Il giocatore che fa quel doppio errore, quello che poteva portare la Svizzera ai quarti di finale dopo sessant’anni, si chiama Blerim Dzemaili. È un giocatore piuttosto bravo per il livello della Svizzera, però è costantemente un panchinaro – ha giocato 54 minuti su 390 – perché i due giocatori titolari nel suo ruolo, Behrami e Inler, sono un poco più bravi di lui. Tutti e tre sono svizzeri d’adozione (Dzemaili e Behrami sono proprio nati in ex Jugoslavia, Inler ha giocato con l’under 21 della Turchia), e tutti e tre giocano nel Napoli, dove è da un paio d’anni che a Dzemaili capita la stessa cosa, quella di essere un poco meno forte dei due titolari.

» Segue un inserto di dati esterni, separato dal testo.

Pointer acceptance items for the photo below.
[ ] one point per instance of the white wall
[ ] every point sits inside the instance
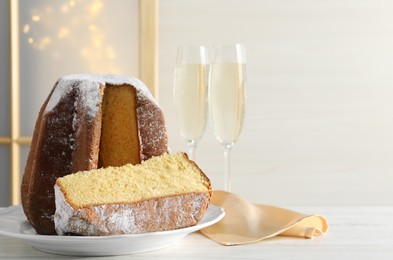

Delle volte mi domando cosa pensi, di quegli altri due, che si ritrova a fargli da tappo sia nel club che in nazionale: saranno amici, di certo, ma se li sogna la notte che gli rubano anche gli amici, la fidanzata o il posto a sedere in autobus?

Nonostante, poi, Dzemaili sia un poco più tecnico e offensivo degli altri due – anzi, proprio per questo – e visto che quelle due posizioni al centro del campo sono occupate, gli è capitato più di una volta di essere il giocatore che entra in campo al posto del numero 10 per difendere un risultato, di essere il cambio con il quale l’allenatore dice alla squadra «va bene, ora ci difendiamo»: ed è una morte un po’ peggiore.

Nella partita con l’Argentina è successo precisamente questo: Dzemaili non ha giocato per 113 minuti. Poi l’allenatore ha deciso di togliere Mehmedi, un trequartista, e mettere lui, per difendere quello 0-0 che la Svizzera si era arresa a sperare: in teoria un poco più avanti di Behrami e Inler, in pratica a correre per tutto il campo, in qualità di giocatore con più energie di tutti. La heat map qui sopra, per chi è un po’ familiare, è assurda nell’essere così diffusa e maculata. In effetti vuol dire tre cose: prima di tutto che ha giocato molto poco, in un momento di gioco molto spezzettato (calci di punizione, calci d’angolo, mischioni, contropiedi), e che non ha avuto una vera posizione in campo nella frenesia di quegli ultimi minuti.

Solamente che a metà di quegli esatti dieci minuti giocati da Dzemaili segna l’Argentina e la ragion d’essere della sua entrata in campo va in fumo. Rimangono due minuti di gioco, più un po’ di recupero. Al terzo minuto di recupero, il 123° – un minuto che avrò visto giocare in tre partite in vita mia – c’è uno di quei cross con tutti in mezzo, anche il portiere, a cercare di buttarla dentro e Dzemaili fa quella cosa lì.

C’è questo momento, in cui Dzemaili ha già colpito di testa, da solo, e ha preso il palo. Non è un brutto colpo di testa, ma ci è proprio andato con il furore turbolento del “o la va o la spacca”. E invece né va né spacca, il pallone prende il palo ed è in quel momento che realizza – la direzione dello sguardo – che ha la possibilità di riprovarci, ma tutto l’impeto che ha messo nel primo colpo di testa l’ha portato a incespicare, sta già inciampando. Ed è così, con le gambe che si sono incrociate da sole, che colpisce la palla nel modo più goffo per un calciatore, di ginocchio, e la palla va fuori.

Ecco, io tutto questo l’ho scritto perché quell’espressione – o la va o la spacca – mi sta proprio antipatica, e mi sono reso conto che ogni volta che leggerò qualcuno scrivere sciocchezze come “mica possiamo stare sempre lì a ragionare su tutto quello che facciamo” penserò al povero Dzemaili, che non sapeva di avere una seconda possibilità, e non ne avrà una terza.